TO THE EDITOR: Since the September 11 attacks, security procedures have been strengthened in order to identify terrorist threats. An increasing number of sensitive radiation detectors have been installed in airports, public transportation facilities, and other ports of entry, in an effort to neutralize smuggling and trading of nuclear weapons, radiation dispersal bombs, and other weapons of mass destruction. However, the number of patients receiving radioactive substances for diagnostic or therapeutic purposes has also been increasing.
Despite the fact that this situation is becoming more common, few cases have been described in the literature. As reported, security alarms can be triggered by patients who have received radioactive tracers for diagnostic (1–3) or therapeutic (4–7) purposes. Also, other cases have been reported by the media (8). Interestingly enough, passive tracer incorporation (caused by close contact with patients receiving radioactive substances) may also trigger radiation alarms (9). The likelihood that a physician will face this situation increases each day. However, despite the fact that the Society of Nuclear Medicine (10) and the United States Nuclear Regulatory Commission (7) have published letters of guidance addressing this issue, many physicians are still unaware of it. As a result, many patients who receive diagnostic or therapeutic radioactive substances may now face hassle and embarrassment because of security protocols.

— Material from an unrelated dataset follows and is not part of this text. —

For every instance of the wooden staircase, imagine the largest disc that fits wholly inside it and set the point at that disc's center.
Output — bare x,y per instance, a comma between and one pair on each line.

Here, we report another case of radiation detectors being triggered by a patient treated with 131I. A 60-y-old woman received 1,110 MBq of 131I for the treatment of a 15-g nontoxic multinodular goiter. She was living in an iodine-sufficient region and had no previous history of other medical illnesses or current use of medications. Also, she was not put on an iodine-restricted diet before the treatment. She was advised to avoid public transportation and close physical contact with others for 2 wk. After 24 d, she took a flight from Brazil to Miami International Airport, where she set off the radiation alarm of a portable radiation detector carried by the U.S. customs officials. She was taken to a separate room, where, after a thorough investigation, she remembered having been treated with radioiodine. The patient was then allowed to enter the United States. Radiation dosimetry was performed on her 38 d after she had received the 131I, and the reading was considerably low (30 μSv/h). She returned from Miami to Brazil on that day, and no alarms were triggered at that time.
We would like to address the fact that sensitive radiation detectors are now being used in an increasing number of public facilities, as well as during large public events. To our knowledge, only 10 similar cases (including ours) have been reported in the medical literature, and cases such as this are most likely underreported. Most of these cases happened a few days after the tracer had been given, but because of the high sensitivity of radiation detectors, alarms can be triggered many weeks after tracer administration, depending on the radiotracer that is administered (up to 95 d for 131I and up to 30 d for 201Tl (6)).
We suggest that all patients, regardless of the total activity of radiation administered, should indefinitely carry medical documentation reporting treatments or diagnostic procedures with radioactive substances. Moreover, physicians should be encouraged to keep records and report all cases of alarm triggering due to radioactive substances. Such measures would increase awareness of this situation within the medical community.